Geese are really going from strength to strength, aren’t they? After conquering the indie scene in House House's Untitled Goose Game, the species is now taking to the sky with Mighty Goose, a side-scrolling shooter that offers a flavour of games like Metal Slug and Mercenary Kings. With minimal plot to back up the chaotic gameplay, you’re tasked with simply going from level to level in a variety of locations to unleash destruction upon waves of enemies. That’s really all there is to it.
Starting off with a standard hand cannon, Mighty Goose feels reasonably well equipped from the start, but it’s not long until you begin to pick up new weapons like shotguns, machine guns, and rocket launchers. These weapons have a finite amount of ammo, so you go right back to the hand cannon once you run out, but thankfully weapon pickups are incredibly frequent throughout the game.
Actual gunplay feels slick and responsive, and you can shoot either horizontally or vertically; jumping and then shooting down actually lets you hover in the air for a short while, as the kickback from the guns keeps Mighty Goose airborne. This works even better with more powerful guns like the shotgun, and is incredibly satisfying to pull off when you encounter an enemy with a front-facing impenetrable shield.
Although the gameplay feels great for the most part, the action can often get a little too chaotic. Mighty Goose isn’t the most resilient of protagonists, with a measly four chunks of health keeping him going at all times; when you’re up against dozens of enemies coming from every direction, don’t be surprised if you get hit by a projectile you never even saw coming. Keeping track of all the action can be tough, and the game almost feels a bit unfair at times as a result.

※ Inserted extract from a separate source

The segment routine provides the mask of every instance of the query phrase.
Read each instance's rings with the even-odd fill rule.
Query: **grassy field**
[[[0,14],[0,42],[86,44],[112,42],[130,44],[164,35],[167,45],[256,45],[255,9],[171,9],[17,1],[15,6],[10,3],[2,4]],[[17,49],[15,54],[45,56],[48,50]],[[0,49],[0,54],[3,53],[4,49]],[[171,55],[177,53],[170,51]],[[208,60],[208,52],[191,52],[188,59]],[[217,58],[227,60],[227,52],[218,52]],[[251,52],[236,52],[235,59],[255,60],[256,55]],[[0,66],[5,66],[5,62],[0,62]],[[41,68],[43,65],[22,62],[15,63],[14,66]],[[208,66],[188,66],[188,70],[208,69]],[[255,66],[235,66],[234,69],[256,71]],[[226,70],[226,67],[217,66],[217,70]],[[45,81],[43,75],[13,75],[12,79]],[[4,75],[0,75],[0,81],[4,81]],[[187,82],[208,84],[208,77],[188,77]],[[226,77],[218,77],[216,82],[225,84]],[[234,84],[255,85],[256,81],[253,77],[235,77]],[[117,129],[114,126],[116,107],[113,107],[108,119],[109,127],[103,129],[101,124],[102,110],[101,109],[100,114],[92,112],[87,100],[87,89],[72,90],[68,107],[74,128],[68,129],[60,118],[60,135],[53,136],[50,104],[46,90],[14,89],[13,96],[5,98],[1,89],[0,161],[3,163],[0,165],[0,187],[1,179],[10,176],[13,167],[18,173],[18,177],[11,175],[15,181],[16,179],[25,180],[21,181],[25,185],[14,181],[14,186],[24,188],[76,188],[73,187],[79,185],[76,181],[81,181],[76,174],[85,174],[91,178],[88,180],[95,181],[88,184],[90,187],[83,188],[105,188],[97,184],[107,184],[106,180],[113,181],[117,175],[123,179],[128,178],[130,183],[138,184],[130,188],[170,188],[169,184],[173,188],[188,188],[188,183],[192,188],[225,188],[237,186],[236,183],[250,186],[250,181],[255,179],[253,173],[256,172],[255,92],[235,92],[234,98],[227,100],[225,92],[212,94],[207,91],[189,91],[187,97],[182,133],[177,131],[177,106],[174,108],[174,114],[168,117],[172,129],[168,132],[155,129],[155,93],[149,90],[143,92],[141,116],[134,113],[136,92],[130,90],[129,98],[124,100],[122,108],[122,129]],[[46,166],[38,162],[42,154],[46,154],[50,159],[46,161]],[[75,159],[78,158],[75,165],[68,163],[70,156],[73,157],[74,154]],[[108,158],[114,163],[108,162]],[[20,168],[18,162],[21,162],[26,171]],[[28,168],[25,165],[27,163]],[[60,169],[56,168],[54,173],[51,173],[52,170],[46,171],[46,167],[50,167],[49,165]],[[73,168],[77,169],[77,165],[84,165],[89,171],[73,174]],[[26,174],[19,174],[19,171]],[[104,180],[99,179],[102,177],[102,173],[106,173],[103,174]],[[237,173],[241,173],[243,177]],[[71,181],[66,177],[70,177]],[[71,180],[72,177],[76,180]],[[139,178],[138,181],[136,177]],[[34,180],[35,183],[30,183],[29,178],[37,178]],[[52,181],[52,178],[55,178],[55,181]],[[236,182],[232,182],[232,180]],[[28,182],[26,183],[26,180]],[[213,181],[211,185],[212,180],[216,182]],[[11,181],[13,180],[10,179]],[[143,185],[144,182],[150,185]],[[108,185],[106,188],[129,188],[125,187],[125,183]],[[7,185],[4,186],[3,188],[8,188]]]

To exacerbate this issue, the checkpoints throughout can be needlessly harsh, and actually seem to get wider apart the further along you progress. Thankfully (well, in a way), the steep difficulty curve comes pretty early on, so once you get to grips with how attacking and dodging works, you’ll find your ability to stay alive gets much better as you get into the later levels.
The game also comes with an Armoury option within the main menu; here, you can toggle various abilities to aid you in battle, such as the ability to increase your movement. You can also select your secondary weapon, which rather hilariously starts off with a simple “honk” that accomplishes nothing other than a cheeky giggle.
Other than the overly chaotic nature of the action, Mighty Goose is a visual treat, oozing style with its character and environmental design. The companions are also well realised, and can actually be played by a second person via co-op, although their abilities are arguably far inferior to Mighty Goose itself. Regardless, whether you play on your own or with a friend, Mighty Goose is a blast, and while it’s a bit short-lived at three-to-four hours, it’s definitely worth a shot if you’re up for some over-the-top run 'n' gun action.